Шрифт:
Закладка:
Телефон, телеграф, фонограф, газовый мотор, автомобиль, швейная машина, лифт, даже электрический стул – все эти изобретения впервые демонстрировались публике на всемирных промышленных выставках, которые были символом прогресса той эпохи. Первую из них открыла королева Виктория 1 мая 1851 г. в лондонском Гайд-парке. Это был парадный смотр всего, что светится, ездит и шумит. «С этого момента машины и человеческий дух становятся победителями и покорителями мира», – резюмировала одна из немецких газет[263].
Венцом века инноваций стала Всемирная выставка 1889 г. в Париже. Построенная для этого мероприятия Эйфелева башня станет иконой XIX в., но тогда этого еще никто не предполагал. Строили ее два года. Стук молотов со стройплощадки на Марсовом поле гремел над Сеной и был слышен на большом расстоянии. Забивать раскаленные клепки – занятие само по себе громкое, а металлическая конструкция была отличным резонатором, существенно усиливавшим звук. С января 1887 до марта 1889 г. в центре Парижа творилось нечто поразительно хаотичное, шумное, грязное, но в то же время восхитительное. Шум стройки, впрочем, людей особенно не возмущал. Предметом дискуссий стала сама аскетичная конструкция. Эйфелева башня, этот обнаженный железный скелет, стала маяком шумного Нового времени, символом индустриализации, прогресса, развития технологий. Ее облик, ее агрессивная мощь буквально кричали о том, что человек может все.
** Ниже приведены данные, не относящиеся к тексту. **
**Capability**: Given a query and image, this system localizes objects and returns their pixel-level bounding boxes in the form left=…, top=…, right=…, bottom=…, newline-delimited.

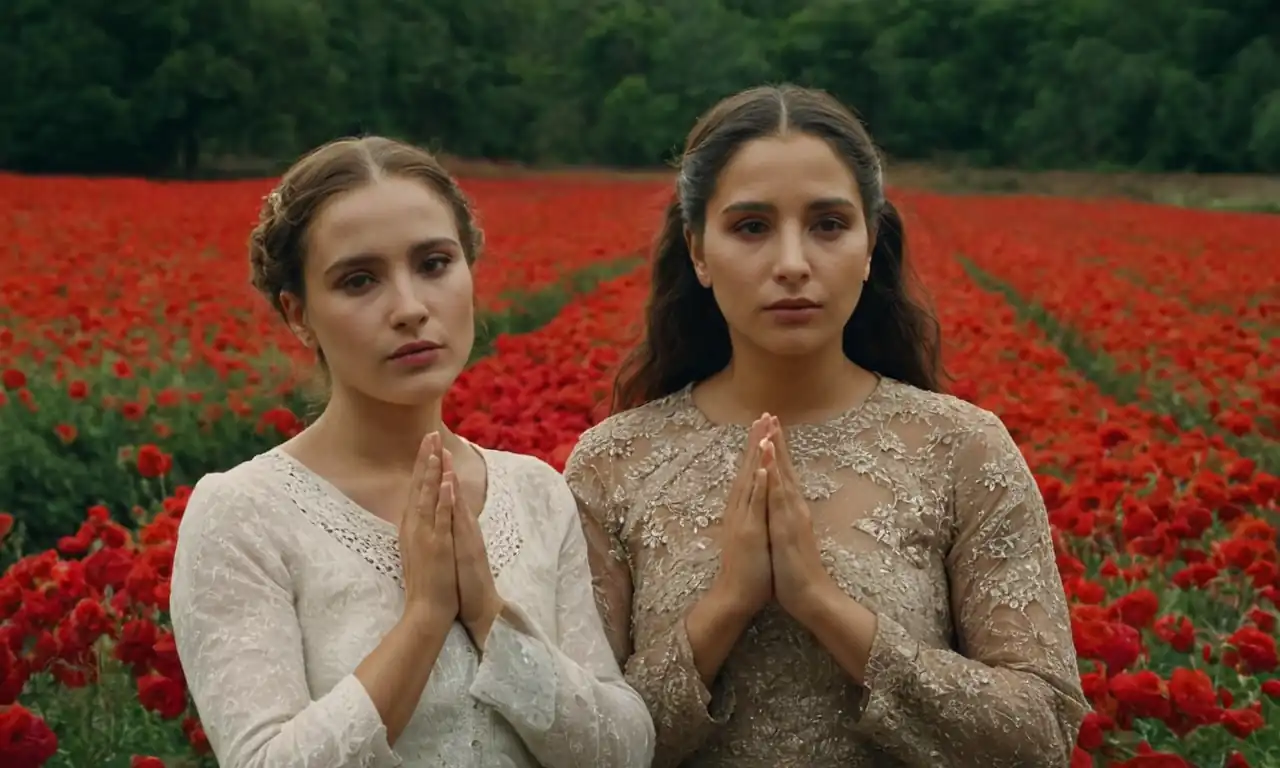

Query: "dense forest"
left=0, top=0, right=1280, bottom=175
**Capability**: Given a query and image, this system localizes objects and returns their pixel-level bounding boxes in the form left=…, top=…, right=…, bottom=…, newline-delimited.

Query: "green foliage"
left=0, top=0, right=1280, bottom=175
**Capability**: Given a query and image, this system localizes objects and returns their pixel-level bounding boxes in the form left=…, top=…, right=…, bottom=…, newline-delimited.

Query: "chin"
left=755, top=328, right=841, bottom=357
left=370, top=370, right=457, bottom=407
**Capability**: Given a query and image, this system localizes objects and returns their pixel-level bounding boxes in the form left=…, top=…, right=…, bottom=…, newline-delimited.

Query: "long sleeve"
left=170, top=474, right=401, bottom=768
left=471, top=467, right=654, bottom=768
left=856, top=415, right=1088, bottom=768
left=564, top=440, right=733, bottom=768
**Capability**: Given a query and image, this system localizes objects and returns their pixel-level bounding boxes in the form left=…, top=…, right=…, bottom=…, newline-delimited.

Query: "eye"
left=421, top=253, right=453, bottom=275
left=733, top=219, right=769, bottom=236
left=813, top=216, right=849, bottom=236
left=338, top=273, right=374, bottom=292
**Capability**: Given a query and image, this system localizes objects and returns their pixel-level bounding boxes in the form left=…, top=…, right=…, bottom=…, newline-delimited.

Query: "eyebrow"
left=324, top=237, right=462, bottom=275
left=722, top=197, right=855, bottom=214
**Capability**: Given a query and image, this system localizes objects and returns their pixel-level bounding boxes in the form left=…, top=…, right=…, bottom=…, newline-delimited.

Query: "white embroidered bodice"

Александр Гюстав Эйфель (1832–1923), по образованию химик, строил мосты, вокзалы, церкви и виадуки, прежде чем ему удалось поучаствовать в создании другого великого символа. Он разработал проект опорного каркаса статуи Свободы и после этого стал признанным корифеем идеологически заряженной архитектуры. Однако идея несущей конструкции Эйфелевой башни принадлежала не самому Эйфелю, а одному из инженеров его бюро – эльзасцу Морису Кешлену (1856–1946). Именно он сделал первый набросок, из которого вырос план, возможно, самой знаменитой в мире постройки. Башню собрали более чем из 18 000 деталей, изготовленных из низкоуглеродистого кованого железа. Соединить их методом сварки было нельзя – только склепать, для чего рабочим потребовалось 2,5 млн стальных заклепок. Башню собирали из готовых деталей, как конструктор. Рабочие, которые занимались клепкой (на тот момент, пожалуй, самым громким видом деятельности на стройке), были организованы в группы по четыре человека. Один нагревал заклепку на переносном горне, второй брал ее щипцами и вставлял в заранее просверленное отверстие. Самая ответственная и шумная работа была у двух оставшихся: третий рабочий удерживал раскаленную головку заклепки в отверстии, а четвертый бил по ней кувалдой, формируя с другой стороны замыкающую головку.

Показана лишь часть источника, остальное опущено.